Membre du Groupe des fournisseurs de combustible nucléaire, l’Argentine est dotée de deux réacteurs, Atucha et Embalse, qui fournissent environ 8% de l’électricité nationale. Le programme nucléaire de l’Argentine date du général Perón, dans les années ’50, avec l’ambition affirmée de détenir l’arme atomique, mais sans jamais y parvenir. En juin 1968, sous la dictature du Général Onganía, commence le chantier de construction de la centrale nucléaire d’Atucha, la première d’Amérique latine. Equipée d’un réacteur à eau lourde pressurisée, elle entre en service en 1974. Lors du troisième et dernier mandat de Perón, en mars 1974, la construction de la centrale d’Embalse est lancée. La junte qui prend le pouvoir en mars 1976 continue le programme nucléaire. L’enrichissement d’uranium est abandonné, lorsque le pouvoir est rendu aux civils, en 1983 avec l’arrivée de Raul Alfonsin. Mais le pays continue à exporter des technologies nucléaires au Pérou, en Algérie, en Égypte et en Australie. Le pays se lance surtout dans une coopération importante avec l’Iran. Un accord qui est officiellement suspendu en 1991 par l’Argentine, qui continue néanmoins à livrer de l’uranium faiblement enrichi à Téhéran, jusqu’à ce que Buenos Aires signe le TNP en 1995. En août 2006, le président Nestor Kirchner annonce un plan de réactivation du nucléaire, visant notamment à augmenter jusqu’à 15% la production d’électricité. Le plan comprend un volet d’enrichissement d’uranium et de production d’eau lourde.

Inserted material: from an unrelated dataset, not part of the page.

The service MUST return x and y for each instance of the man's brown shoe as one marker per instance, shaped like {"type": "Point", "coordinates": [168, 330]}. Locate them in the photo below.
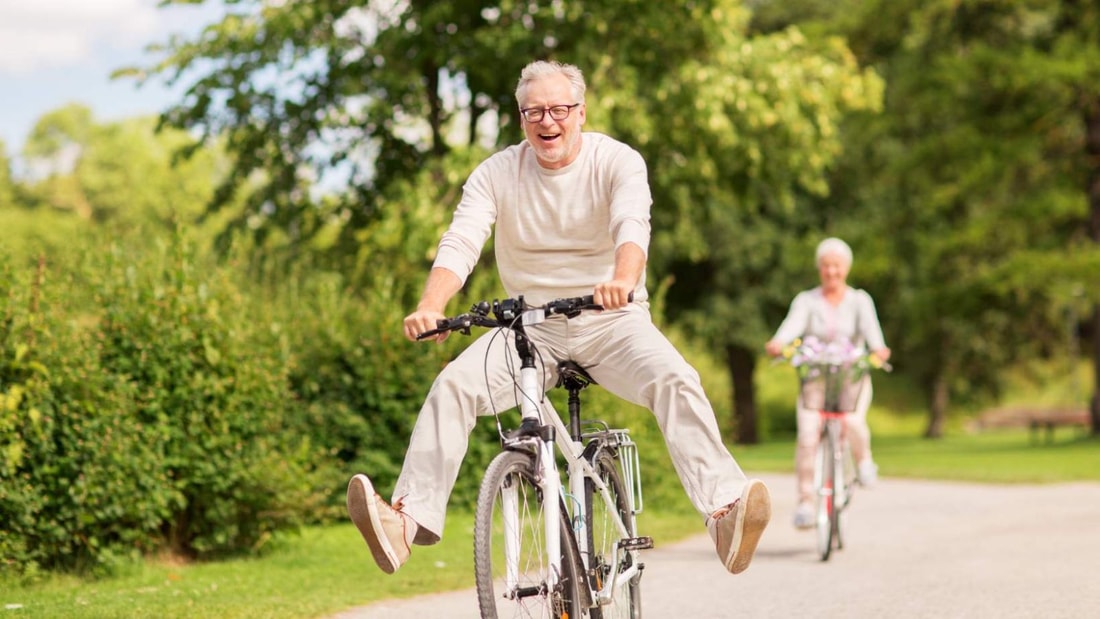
{"type": "Point", "coordinates": [385, 529]}
{"type": "Point", "coordinates": [736, 529]}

Le Brésil, de son côté, inaugure au début du mois de mai 2006 son premier complexe nucléaire d’enrichissement de l’uranium, dans la municipalité de Resende, à Rio de Janeiro.

Le pays dispose de deux centrales nucléaires, Angra I et Angra II. Une troisième est en cours de construction ; elle commencera à fonctionner en 2013. Le Brésil occupe le sixième rang mondial en termes de réserves d’uranium et va cesser de l’exporter. Le pays est suspecté de développer un programme militaire. En effet, le gouvernement de Lula a refusé d’autoriser des inspections sans limites à l’AIEA, en soutenant qu’un accès complet à ses centrifugeuses ferait courir à son pays le risque de devenir la cible d’actes d’espionnage industriel. Lorsqu’il a commencé à enrichir de l’uranium, l’agence Associated Press a diffusé un article affirmant que le Brésil «suit avec précaution le chemin de Téhéran». Le gouvernement brésilien ne cache pas que son programme nucléaire est lié, outre la création d’énergie électrique, à la construction d’un sous-marin nucléaire.

Un accord de coopération a été signé entre le Brésil et l’Argentine en 2008.